Un paio di settimane fa avevamo dato conto dell’iniziativa di alcuni esercenti di piazza Navona che avevano chiesto all’amministrazione la possibilità di ampliare gli spazi esterni occupati dai tavolini. Neanche a dirlo la richiesta pare sia stata accolta dalla Commissione Commercio guidata da Andrea Coia che avrebbe già fatto un sopralluogo sulla piazza per verificare lo stato dei luoghi.

 

Non contento però di provare a mettere mano su piazza Navona (ancora!?!), benché siamo pronti a scommettere che lì non riuscirà a fare niente, il presidente Coia qualche giorno fa ha annunciato di voler intervenire sulla disciplina dei Piani di Massima Occupabilità (PMO) introducendo un parere obbligatorio da parte delle associazioni di categoria.

Quando abbiamo letto questa cosa confessiamo di aver trasecolato, non riuscendo a credere che un rappresentante istituzionale possa aver avanzato una simile castroneria.

In pratica, se capiamo bene, gli esercenti, tramite le loro rappresentanze di categoria, dovrebbero fornire un parere obbligatorio (quindi richiesto dal procedimento, pena l’impossibilità di perfezionare l’atto) su ogni PMO. Trattandosi questi PMO di progetti tesi a concedere ma anche a limitare le Occupazioni di Suolo Pubblico (OSP) concedibili in una strada o piazza, perché mai le associazioni dovrebbero essere ad essi favorevoli? Gli basterà infatti di volta in volta non esprimere un parere o esprimersi negativamente per bloccare il relativo PMO.

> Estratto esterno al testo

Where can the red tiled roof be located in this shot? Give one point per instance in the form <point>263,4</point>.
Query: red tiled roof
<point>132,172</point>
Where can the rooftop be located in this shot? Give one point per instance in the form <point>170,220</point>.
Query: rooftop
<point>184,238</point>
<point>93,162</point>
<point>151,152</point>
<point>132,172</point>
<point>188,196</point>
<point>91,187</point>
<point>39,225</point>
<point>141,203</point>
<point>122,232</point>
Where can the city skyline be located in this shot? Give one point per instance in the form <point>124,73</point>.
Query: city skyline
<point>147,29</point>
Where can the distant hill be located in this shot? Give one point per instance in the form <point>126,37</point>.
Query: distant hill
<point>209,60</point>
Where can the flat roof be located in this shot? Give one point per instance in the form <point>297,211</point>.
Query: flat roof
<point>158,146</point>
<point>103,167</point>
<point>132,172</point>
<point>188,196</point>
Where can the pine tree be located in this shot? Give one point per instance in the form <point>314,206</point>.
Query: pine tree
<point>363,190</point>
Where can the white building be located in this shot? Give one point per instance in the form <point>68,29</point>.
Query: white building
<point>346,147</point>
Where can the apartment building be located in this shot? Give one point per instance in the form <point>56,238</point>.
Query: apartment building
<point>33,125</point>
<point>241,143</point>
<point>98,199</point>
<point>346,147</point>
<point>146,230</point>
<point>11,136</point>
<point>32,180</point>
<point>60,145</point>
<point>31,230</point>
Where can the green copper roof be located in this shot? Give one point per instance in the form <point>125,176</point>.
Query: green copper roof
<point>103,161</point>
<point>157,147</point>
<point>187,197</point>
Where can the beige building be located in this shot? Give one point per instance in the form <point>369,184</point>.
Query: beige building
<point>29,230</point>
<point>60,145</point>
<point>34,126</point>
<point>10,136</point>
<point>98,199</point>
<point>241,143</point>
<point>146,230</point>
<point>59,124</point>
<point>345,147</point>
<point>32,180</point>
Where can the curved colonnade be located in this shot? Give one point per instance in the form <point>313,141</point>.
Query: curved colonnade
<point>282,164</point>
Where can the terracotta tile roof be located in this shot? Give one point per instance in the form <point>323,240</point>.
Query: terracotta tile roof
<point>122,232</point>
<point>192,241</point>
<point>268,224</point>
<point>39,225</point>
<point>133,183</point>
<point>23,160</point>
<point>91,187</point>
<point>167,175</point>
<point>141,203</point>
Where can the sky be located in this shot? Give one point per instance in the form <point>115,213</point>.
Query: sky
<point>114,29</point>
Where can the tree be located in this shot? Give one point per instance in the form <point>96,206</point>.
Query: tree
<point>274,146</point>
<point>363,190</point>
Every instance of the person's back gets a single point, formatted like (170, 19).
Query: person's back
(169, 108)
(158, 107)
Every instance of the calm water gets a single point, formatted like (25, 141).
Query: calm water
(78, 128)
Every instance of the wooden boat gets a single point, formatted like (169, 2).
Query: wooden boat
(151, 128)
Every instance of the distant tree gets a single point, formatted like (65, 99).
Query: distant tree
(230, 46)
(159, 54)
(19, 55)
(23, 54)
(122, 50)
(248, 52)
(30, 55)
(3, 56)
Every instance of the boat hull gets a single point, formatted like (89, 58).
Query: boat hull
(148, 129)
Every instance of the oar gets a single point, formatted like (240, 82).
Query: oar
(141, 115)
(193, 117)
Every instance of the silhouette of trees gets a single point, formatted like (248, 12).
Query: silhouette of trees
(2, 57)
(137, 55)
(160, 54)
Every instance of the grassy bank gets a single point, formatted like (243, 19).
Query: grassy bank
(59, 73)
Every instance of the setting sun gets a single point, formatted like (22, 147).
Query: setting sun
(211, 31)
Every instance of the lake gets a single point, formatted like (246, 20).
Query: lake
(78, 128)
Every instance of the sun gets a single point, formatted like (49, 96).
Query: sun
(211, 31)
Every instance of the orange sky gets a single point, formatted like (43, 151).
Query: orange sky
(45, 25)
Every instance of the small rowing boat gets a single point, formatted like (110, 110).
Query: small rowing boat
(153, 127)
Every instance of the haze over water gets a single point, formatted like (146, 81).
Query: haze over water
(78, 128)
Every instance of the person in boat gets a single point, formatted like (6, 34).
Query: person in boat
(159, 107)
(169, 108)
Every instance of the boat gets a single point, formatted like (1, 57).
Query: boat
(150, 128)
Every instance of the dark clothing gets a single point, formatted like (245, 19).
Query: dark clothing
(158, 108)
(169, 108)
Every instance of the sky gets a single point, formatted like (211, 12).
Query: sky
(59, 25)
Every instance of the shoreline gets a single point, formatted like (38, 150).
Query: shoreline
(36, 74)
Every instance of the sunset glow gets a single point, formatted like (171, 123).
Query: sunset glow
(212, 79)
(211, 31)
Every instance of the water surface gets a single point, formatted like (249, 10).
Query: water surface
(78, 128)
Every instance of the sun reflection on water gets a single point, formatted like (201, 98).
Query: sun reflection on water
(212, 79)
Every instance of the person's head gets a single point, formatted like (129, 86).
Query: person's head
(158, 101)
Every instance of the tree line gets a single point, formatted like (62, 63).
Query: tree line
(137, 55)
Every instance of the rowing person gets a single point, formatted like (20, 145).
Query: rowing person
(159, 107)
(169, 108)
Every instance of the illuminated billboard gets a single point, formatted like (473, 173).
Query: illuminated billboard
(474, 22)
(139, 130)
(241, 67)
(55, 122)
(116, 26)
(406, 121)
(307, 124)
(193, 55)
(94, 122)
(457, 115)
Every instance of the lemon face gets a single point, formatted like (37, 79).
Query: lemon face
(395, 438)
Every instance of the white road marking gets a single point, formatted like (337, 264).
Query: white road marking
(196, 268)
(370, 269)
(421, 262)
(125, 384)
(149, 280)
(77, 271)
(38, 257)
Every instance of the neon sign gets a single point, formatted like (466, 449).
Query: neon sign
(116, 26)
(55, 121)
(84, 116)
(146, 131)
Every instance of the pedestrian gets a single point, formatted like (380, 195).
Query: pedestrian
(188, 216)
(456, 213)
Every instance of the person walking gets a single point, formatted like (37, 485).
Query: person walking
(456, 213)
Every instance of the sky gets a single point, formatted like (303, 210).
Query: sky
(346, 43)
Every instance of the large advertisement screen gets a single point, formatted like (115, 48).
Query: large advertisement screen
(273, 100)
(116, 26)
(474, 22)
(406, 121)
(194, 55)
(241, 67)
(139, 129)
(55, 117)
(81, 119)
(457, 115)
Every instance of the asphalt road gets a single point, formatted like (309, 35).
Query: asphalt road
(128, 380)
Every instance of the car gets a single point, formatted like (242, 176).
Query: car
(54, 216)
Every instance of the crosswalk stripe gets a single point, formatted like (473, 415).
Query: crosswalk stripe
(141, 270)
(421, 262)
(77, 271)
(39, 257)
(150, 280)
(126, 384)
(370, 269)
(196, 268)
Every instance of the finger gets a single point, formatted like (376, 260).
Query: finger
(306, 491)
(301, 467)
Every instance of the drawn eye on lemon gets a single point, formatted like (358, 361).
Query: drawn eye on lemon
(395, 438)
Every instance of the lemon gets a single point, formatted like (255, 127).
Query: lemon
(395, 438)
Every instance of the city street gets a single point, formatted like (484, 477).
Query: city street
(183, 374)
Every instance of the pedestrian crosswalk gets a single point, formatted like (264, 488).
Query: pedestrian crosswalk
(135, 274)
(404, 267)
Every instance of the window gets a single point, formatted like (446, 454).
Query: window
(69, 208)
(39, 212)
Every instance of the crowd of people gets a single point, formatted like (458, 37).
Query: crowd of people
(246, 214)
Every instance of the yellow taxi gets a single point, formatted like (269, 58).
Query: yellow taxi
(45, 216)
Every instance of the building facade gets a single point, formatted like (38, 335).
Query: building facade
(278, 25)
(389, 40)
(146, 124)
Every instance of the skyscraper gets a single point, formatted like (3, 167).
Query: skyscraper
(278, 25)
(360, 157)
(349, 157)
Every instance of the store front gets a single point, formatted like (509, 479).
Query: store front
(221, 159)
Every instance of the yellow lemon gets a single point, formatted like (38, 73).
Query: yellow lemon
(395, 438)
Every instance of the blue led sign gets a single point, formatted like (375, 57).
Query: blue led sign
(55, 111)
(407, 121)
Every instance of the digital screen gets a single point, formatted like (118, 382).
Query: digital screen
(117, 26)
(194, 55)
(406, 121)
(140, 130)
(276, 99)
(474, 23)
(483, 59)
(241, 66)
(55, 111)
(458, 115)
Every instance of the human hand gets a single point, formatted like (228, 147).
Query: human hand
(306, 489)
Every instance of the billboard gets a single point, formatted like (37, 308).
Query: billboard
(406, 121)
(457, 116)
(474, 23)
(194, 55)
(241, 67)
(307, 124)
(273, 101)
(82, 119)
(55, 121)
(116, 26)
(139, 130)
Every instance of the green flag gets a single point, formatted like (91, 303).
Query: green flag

Visto che l’esistenza di un PMO non è condizione indispensabile per il rilascio delle concessioni OSP, con la geniale pensata del presidente Coia si avrebbe il risultato di abolire nei fatti i PMO, tornando ad un passato in cui le OSP venivano concesse senza alcuna relazione tra l’una e l’altra quand’anche esse fossero attigue.

 

La realtà è che i PMO disegnano le possibili OSP su una strada o piazza applicando semplicemente il codice della strada, le norme di sicurezza e quelle a tutela di zone storiche o monumentali. Si tratta di norme sovraordinate che nessun provvedimento dell’Assemblea Capitolina può superare, ragion per cui l’eventuale parere degli esercenti non avrebbe senso alcuno. Se infatti costoro non fossero d’accordo con le previsioni di un piano, praticamente nulla si potrebbe fare per venirgli incontro, non essendo possibile andare in violazione di norme nazionali o di prescrizioni delle Soprintendenze.

 

L’idea del presidente Coia, almeno così come l’abbiamo letta sulla stampa romana, si rivelerebbe quindi l’ennesimo intervento inutile ad affrontare in maniera seria un problema e buono solo ad aggravare ulteriormente il caos attuale.

In pratica ci troveremmo di fronte ad un intervento simile a quello promosso da Coia sul commercio ambulante, un’iniziativa che a suo dire avrebbe rivoluzionato il settore del commercio ambulante e che invece ha definitivamente cristallizzato lo schifo di bancarelle che vediamo in ogni angolo di Roma.

Come scrivemmo qualche settimana fa:

Avrà pensato il presidente Coia di inaugurare un dibattito pubblico per individuare nuove regole per le OSP in centro storico, magari pensando di condividere meglio gli enormi guadagni degli esercenti con la collettività, tramite aumento dei canoni, e nel contempo trovare il modo di distribuire i tavolini in modo più omogeneo aumentando la qualità dell’offerta?

Si sarà posto il Presidente Coia il problema dell’enorme abusivismo che contraddistingue le OSP in centro storico a Roma, con stime prudenziali che lo collocano intorno al 70%?

 

Niente di tutto ciò. Il presidente Coia continua a rispondere alle categorie di cui ha evidentemente deciso di prendere le parti (bancarellari, esercenti con OSP, ditte pubblicitarie) senza minimamente considerare l’interesse pubblico ad avere luoghi tutelati e fruibili da tutti, anche a tutela di un commercio sempre più di qualità e ad elevato valore aggiunto.